MIDWEST’s senior field service technicians and service engineers were asked what the most common failure mode was, based on their experience, experience that exceeded 100 years. Their one word answer was, “Raccoons.” After the technical minds recovered and realized the answer was more than just a little jab and a lot hilarious, they realized it was true. So now they asked what should be done to lower the probability of this critical failure mode. The answer, “No raccoons.” Problem solved.

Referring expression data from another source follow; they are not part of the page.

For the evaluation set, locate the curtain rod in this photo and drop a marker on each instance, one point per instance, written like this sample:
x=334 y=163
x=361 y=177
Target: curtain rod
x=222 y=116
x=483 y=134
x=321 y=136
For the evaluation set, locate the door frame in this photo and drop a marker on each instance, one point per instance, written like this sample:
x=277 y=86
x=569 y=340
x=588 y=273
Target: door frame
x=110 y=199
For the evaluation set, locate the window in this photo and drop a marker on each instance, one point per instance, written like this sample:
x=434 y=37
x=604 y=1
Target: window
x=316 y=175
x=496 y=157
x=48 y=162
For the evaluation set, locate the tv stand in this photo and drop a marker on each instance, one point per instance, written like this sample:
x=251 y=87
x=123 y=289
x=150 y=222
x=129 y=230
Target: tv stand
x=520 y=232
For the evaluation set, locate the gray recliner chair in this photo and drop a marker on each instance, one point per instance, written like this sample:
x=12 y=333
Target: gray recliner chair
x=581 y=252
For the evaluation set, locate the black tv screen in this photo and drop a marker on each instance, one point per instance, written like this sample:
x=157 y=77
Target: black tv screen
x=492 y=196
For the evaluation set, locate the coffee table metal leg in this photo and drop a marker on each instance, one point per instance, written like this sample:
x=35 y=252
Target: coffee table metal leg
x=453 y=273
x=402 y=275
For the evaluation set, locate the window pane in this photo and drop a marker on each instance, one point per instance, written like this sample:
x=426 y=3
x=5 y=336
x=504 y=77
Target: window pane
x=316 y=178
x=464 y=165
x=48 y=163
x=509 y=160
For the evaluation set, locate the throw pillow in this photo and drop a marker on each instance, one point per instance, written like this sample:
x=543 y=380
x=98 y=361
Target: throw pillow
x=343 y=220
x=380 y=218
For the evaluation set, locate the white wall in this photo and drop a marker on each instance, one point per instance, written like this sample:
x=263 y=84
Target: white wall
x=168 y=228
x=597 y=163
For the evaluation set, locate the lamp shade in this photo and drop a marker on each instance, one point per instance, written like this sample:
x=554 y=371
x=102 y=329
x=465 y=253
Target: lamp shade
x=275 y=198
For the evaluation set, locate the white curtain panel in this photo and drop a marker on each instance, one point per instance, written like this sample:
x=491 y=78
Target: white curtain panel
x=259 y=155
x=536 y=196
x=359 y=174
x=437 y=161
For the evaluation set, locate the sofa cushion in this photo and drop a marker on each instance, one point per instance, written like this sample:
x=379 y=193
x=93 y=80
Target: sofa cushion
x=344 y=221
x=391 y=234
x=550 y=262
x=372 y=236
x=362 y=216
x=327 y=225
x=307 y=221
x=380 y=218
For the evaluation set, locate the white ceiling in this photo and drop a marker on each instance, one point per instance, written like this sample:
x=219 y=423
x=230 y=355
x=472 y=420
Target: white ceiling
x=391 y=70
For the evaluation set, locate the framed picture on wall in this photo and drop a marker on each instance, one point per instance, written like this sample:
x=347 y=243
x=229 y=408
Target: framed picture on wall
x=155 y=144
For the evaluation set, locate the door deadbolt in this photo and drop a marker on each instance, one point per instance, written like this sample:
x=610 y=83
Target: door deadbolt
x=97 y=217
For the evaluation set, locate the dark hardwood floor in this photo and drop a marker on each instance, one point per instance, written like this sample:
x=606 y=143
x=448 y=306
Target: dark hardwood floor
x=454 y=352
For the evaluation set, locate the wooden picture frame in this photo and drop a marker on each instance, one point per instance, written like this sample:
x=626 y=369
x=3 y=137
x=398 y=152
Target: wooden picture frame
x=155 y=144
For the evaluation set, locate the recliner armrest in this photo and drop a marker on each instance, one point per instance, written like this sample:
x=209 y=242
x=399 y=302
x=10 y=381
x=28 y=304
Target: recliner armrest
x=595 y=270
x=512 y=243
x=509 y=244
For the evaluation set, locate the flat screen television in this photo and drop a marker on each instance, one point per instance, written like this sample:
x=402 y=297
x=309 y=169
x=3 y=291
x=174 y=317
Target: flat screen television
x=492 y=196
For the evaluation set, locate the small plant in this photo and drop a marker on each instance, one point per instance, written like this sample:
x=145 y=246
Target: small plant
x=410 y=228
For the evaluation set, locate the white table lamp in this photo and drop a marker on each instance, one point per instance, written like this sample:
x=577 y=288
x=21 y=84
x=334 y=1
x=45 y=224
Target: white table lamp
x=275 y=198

MIDWEST performed an Infrared Scan of the electrical system for a new customer. They had two old outdoor oil filled transformers with load tap changers that had not been used in some time. So when we scanned these old transformers, we made certain we scanned the load tap changer compartments. Each tap changer was dangerously over heating. The electrician with us wondered why, since they hadn’t operated the tap changers in 20 years. But tap changer contacts can cause coking, especially if they are not operated. Later, during a scheduled maintenance outage, MIDWEST found both load tap changer compartments completely coked, full of black sludge. The sludge had to be removed by hand, like scooping out sticky black mud. Since they would never use the transformer tap changers again, MIDWEST removed the entire interior operating mechanisms and bussed the terminals. The old transformers were very lucky the tap changers didn’t fault. If they had, it would not have been cost effective to repair them. It was just a matter of time before a catastrophic fault in a tap changer would have cost them a transformer. We have seen this problem before in old transformers. In this case, certain failure was avoided, and they reused the transformer after the repair. Infrared Scanning is very important, even on old, obsolete transformers and switchgear.